It has become a turning point in more ways than just the physical act of wheeling a car around in the middle of a country road to double back home and sort out a burgeoning problem.
When Neil McGee revealed the detail of Michael Murphy's sharp turn somewhere around Monaghan to address wavering commitment among some of the group to another year, the threat of Jim McGuinness departing became quite apparent.
McGuinness spoke earlier this week about needing to know from players, at the meeting Murphy had called, how far they were prepared to go. To this day McGee, the team's forceful full-back, remains adamant it was their most important journey.
"Michael wanted to get things sorted out and he managed that," he recalled. "We managed to call a meeting then on the Sunday morning. Everyone was at that meeting and we said, 'boys, what are we going to do here?" added the Gaoth Dobhair man.

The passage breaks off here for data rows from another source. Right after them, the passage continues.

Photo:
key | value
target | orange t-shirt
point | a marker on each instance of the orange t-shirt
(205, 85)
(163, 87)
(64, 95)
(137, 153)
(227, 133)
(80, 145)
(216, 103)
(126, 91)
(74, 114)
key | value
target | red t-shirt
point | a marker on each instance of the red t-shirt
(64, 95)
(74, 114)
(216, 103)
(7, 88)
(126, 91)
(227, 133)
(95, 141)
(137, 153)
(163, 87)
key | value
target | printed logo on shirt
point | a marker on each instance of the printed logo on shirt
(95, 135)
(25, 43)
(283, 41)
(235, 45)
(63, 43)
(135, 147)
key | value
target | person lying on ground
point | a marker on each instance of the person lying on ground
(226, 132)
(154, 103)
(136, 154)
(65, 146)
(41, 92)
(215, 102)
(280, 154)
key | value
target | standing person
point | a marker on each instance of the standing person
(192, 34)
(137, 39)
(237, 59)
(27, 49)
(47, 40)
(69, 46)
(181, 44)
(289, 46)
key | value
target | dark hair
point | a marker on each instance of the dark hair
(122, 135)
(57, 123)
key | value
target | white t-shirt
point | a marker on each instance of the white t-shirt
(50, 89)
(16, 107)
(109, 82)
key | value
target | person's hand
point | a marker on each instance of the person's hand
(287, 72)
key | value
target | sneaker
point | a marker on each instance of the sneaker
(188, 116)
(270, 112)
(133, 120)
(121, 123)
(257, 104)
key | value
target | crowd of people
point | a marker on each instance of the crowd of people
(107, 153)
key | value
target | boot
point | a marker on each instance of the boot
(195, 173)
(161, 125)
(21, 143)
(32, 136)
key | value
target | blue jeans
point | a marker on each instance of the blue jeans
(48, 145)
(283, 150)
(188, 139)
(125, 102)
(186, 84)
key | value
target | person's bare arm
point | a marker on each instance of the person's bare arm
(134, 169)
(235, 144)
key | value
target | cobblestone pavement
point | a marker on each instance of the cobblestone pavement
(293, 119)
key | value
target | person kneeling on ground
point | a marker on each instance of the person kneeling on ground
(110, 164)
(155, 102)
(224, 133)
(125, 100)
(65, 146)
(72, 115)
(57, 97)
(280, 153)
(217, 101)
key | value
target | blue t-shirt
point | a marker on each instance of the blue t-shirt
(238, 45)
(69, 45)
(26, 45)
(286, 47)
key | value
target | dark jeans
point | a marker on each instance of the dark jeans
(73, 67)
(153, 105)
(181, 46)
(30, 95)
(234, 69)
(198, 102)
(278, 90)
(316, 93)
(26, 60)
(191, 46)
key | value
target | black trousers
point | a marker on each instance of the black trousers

"Everyone was in agreement then that whatever we had to do to keep Jim in place, we had to do it. Thankfully he stayed on and we have not looked back since."
McGee can be an understated figure in Donegal but he knows the importance of McGuinness to making things work in the county, never more so than the build up to the All-Ireland semi-final against Dublin.
"It goes to show the belief we had in Jim, we just kept plugging away, did the same things and got our rewards," he said. "We knew going in at half-time that it was tight and that we were not far away."
McGee is enthused by the progress of his Gaoth Dobhair club-mate Odhran MacNiallais this season and has identified him as the main reason why they recovered against Dublin the last day, even drawing parallels with Diarmuid Connolly.
"He's the one player that kept us going in the first half against Dublin. I travel with him every day, I see him every day. When he first came on, it was clear he had the talent," said McGee.
"He would remind you a bit of Diarmuid Connolly, he had that kind of talent. He's married that now with hard work.
"We would train together down in Gaoth Dobhair in the gym and he would have been known a few years ago for skipping the odd gym session!
"I kept him on his toes this year, I went up to the house to take him down! He's down there before me now."
McGee believes they have established lasting respect for Donegal football with what they have achieved in the last four years.
"A lot of those teams in the past would have laughed at us and looked down at us.
"To get up to that level and take them down is great but it's not something we would gloat about. We wouldn't be those kind of people, we would be a very humble bunch," he said.